The record was made by Cox with David Vassalotti (guitar), Patrick Brady (bass), Chris Horn (guitar, keys, and sax), and Elsner Niño (drums); the Merchandise Facebook page lists only the first three under “Members”. When he’s asked who exactly is in Merchandise these days, Cox gets cagey.
“We don’t make declarations,” he says. “I’m not really a commitment guy. I’m terrible with that. I also have a hard time thinking about other bands and how they work—who stays, who goes—because I just sort of always follow whatever the muse says. Recently, it’s just been ‘You have to take some sort of lonesome-cowboy road right now.’ ”
This means that the legendary “band house” that Merchandise used to live in collectively—just like the Monkees!—is a thing of the past. It also means that the next Merchandise recording might not sound quite as slick as After the End, and that after its current tour, we might not see the project out on the road quite so much.
“We’re sort of reverting back to a more electronic and painterly, studio-driven entity, because for the last two years we were like, ‘Live band, live band, live band, live band,’ ” Cox notes. “We just got exhausted, because it never really was that. Our first record came out and we played three shows. You know, our second record came out and we played six shows. Then we started playing more. We’re kind of reverting back, in a weird way, and I think it’s good.”

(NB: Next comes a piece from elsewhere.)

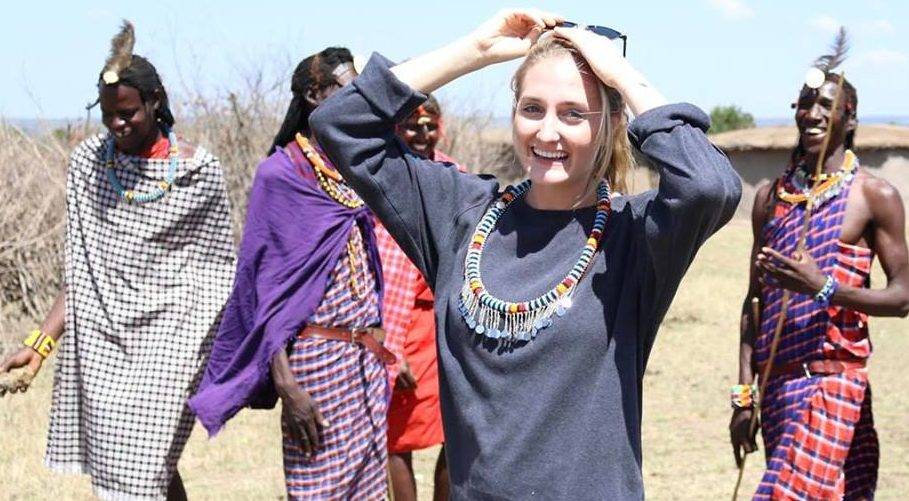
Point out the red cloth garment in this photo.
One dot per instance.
(818, 430)
(414, 416)
(159, 151)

Whether or not the folks at 4AD will feel the same remains to be seen, but Cox insists he doesn’t pay enough attention to the business side of things for it to have any sway over how he lives or creates.
“I still don’t think I see what the reality of the situation is—and I kind of think it’s bad to understand the reality of it,” he admits. “I’d almost rather Mr. Magoo my life, you know what I mean? Just walk from beam to beam. You can call that mysticism, you can call that whatever you want, but I don’t know; it’s like a part of my thinking that doesn’t work. I just write and work on music.”
Merchandise plays the Cobalt on Friday (May 22).